Infolge dieser Veränderungen werden die Hochschulen und die einzelnen Fachbereiche wiederum gezwungen, ihr Angebot stärker auf den Markt auszurichten, um StudentInnen anzuwerben. Es wird eine große Anzahl von Billig-Studiengängen (wie den Bachelor) für die Massen geben und einige wenige weiterführende, also länger dauernde und damit teuere Abschlüsse für die finanzkräftige akademische, politische und ökonomische "Elite". Es werden (fast) keinerlei Kontrollinstrumente mehr benötigt, um die faulen Studierenden zum konformen Verhalten zu zwingen, da diese sich entsprechend verhalten müssen, wenn sie systemimmanent die rational beste (also lohnendste) Entscheidung treffen wollen.
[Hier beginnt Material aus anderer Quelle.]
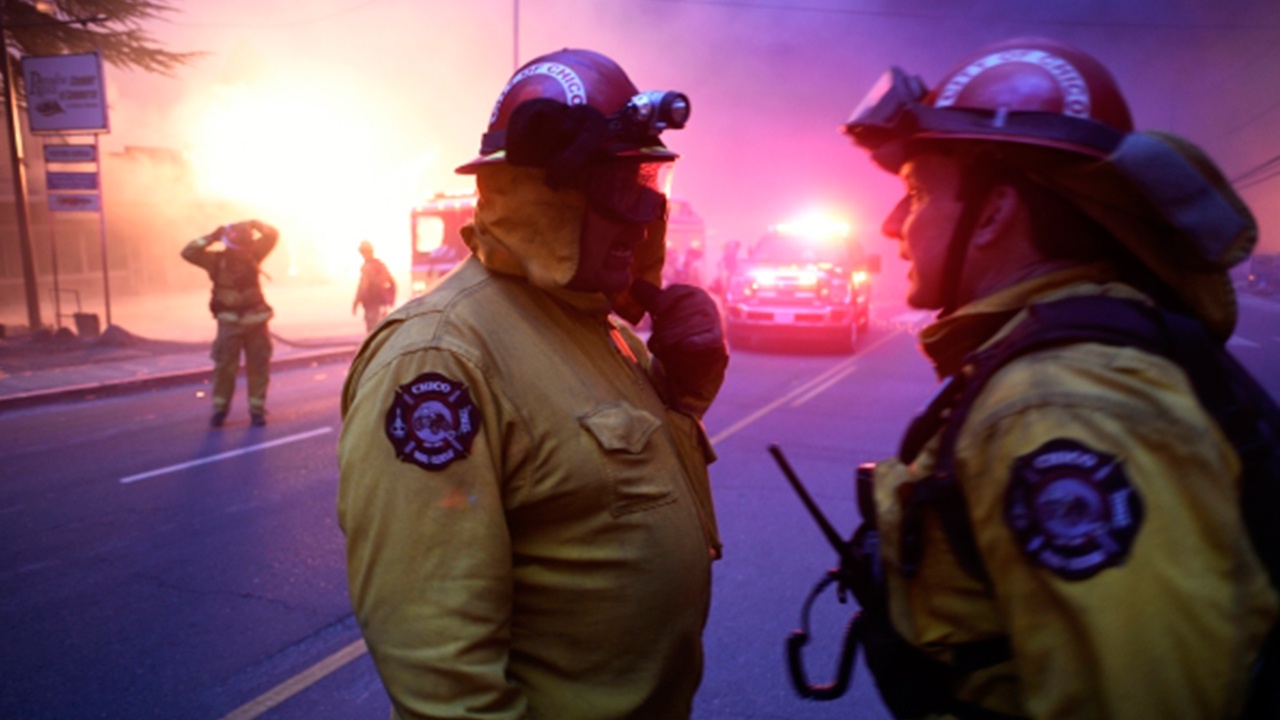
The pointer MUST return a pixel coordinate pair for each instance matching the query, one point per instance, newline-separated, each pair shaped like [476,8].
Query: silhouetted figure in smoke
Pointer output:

In kurzer Zeit werden die meisten StudentInnen diesen Zwang verinnerlicht haben und sich vermutlich auch noch freuen, schneller und passgerechter in den gesellschaftlichen Verwertungs- und Ausbeutungsprozess integriert zu werden.
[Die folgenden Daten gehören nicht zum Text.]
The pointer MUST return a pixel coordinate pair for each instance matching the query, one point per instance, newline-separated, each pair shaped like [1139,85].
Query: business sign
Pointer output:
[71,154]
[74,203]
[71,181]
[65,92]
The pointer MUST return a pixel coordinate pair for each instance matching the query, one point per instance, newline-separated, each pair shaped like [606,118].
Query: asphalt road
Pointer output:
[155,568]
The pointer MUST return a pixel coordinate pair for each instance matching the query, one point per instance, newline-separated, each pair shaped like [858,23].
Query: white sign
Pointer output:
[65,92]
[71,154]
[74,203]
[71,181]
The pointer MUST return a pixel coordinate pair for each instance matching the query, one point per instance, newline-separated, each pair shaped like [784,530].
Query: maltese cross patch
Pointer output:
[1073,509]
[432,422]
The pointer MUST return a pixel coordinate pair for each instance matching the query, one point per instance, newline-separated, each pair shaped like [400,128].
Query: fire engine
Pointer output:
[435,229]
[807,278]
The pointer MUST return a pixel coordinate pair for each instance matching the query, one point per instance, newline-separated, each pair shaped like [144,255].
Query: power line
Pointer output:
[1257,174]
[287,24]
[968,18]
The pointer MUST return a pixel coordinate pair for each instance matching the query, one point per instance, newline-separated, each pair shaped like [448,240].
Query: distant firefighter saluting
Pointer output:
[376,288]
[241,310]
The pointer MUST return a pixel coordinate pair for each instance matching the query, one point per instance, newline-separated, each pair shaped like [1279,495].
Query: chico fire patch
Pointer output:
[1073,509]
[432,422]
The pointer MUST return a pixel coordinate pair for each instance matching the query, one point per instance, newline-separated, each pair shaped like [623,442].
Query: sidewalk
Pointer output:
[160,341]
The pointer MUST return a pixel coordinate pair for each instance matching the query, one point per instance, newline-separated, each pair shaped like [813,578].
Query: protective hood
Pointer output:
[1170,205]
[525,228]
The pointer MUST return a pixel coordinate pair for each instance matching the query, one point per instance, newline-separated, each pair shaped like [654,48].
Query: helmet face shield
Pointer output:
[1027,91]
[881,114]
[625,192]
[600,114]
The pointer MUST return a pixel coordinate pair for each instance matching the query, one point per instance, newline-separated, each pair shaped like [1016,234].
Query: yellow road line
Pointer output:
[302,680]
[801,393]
Demnach sind Studiengebühren das zentrale Kettenglied, ökonomische Selbstanpassung der Subjekte, institutionelle "Modernisierung" der Hochschulen und gesellschaftliche Märkte miteinander zu verkoppeln.

V. Die letzte macht das Licht aus

Seit es Universitäten im bürgerlichen Staat gibt, werden wissenschaftliche Ergebnisse wirtschaftlich verwertet. Die neoliberale Hochschulreform wandelt diese Nutzung als einen primär externen - neben anderen gesellschaftlich bestimmten und politisch legitimierten - Steuerungsmechanismus so, dass ökonomische Rentabilität zur zentralen Antriebskraft der Selbststeuerung wird und damit die Motivation und das Handeln der wissenschaftlichen Akteure leitet. Die Analyse des Modells enthält damit bereits implizit seine Kritik: Wissenschaft und Bildung werden zu funktionalen Restgrößen des internationalen Standortwettbewerbs. Die "leistungsbezogene" Finanzverteilung wird sich an den bestehenden akademischen Standards orientieren und so Konformismus und Stagnation reproduzieren. Neues, wissenschaftliche Innovationen werden so verhindert. Durch einen solchen betriebswirtschaftlichen "Wissenschaftsbetrieb" kann eine Gesellschaft langfristig ihre eigenen Reproduktionsgrundlagen untergraben.

Mario Como
unlike - unabhängige linke und raumspiel
Verwendete Literatur:

Bartz, Olaf: Zentraler Weg zur Marktanpassung. Zur strategischen Bedeutung der Einführung von Studiengebühren, Forum Wissenschaft 4/1999.
Bultmann, Torsten: Die standortgerechte Dienstleistungshochschule, PROKLA 104.
Bultmann, Torsten/Weitkamp, Rolf: Hochschule in der Ökonomie. Zwischen Humboldt und Standort Deutschland, Marburg 1999.
Hoff, Benjamin/Sitte, Petra (Hrsg.): Politikwechsel in der Wissenschaftspolitik, Berlin 2001.
Nohr, Barbara: Kritischer Ratgeber Wissenschaft, Studium, Hochschulpolitik, Marburg 2000.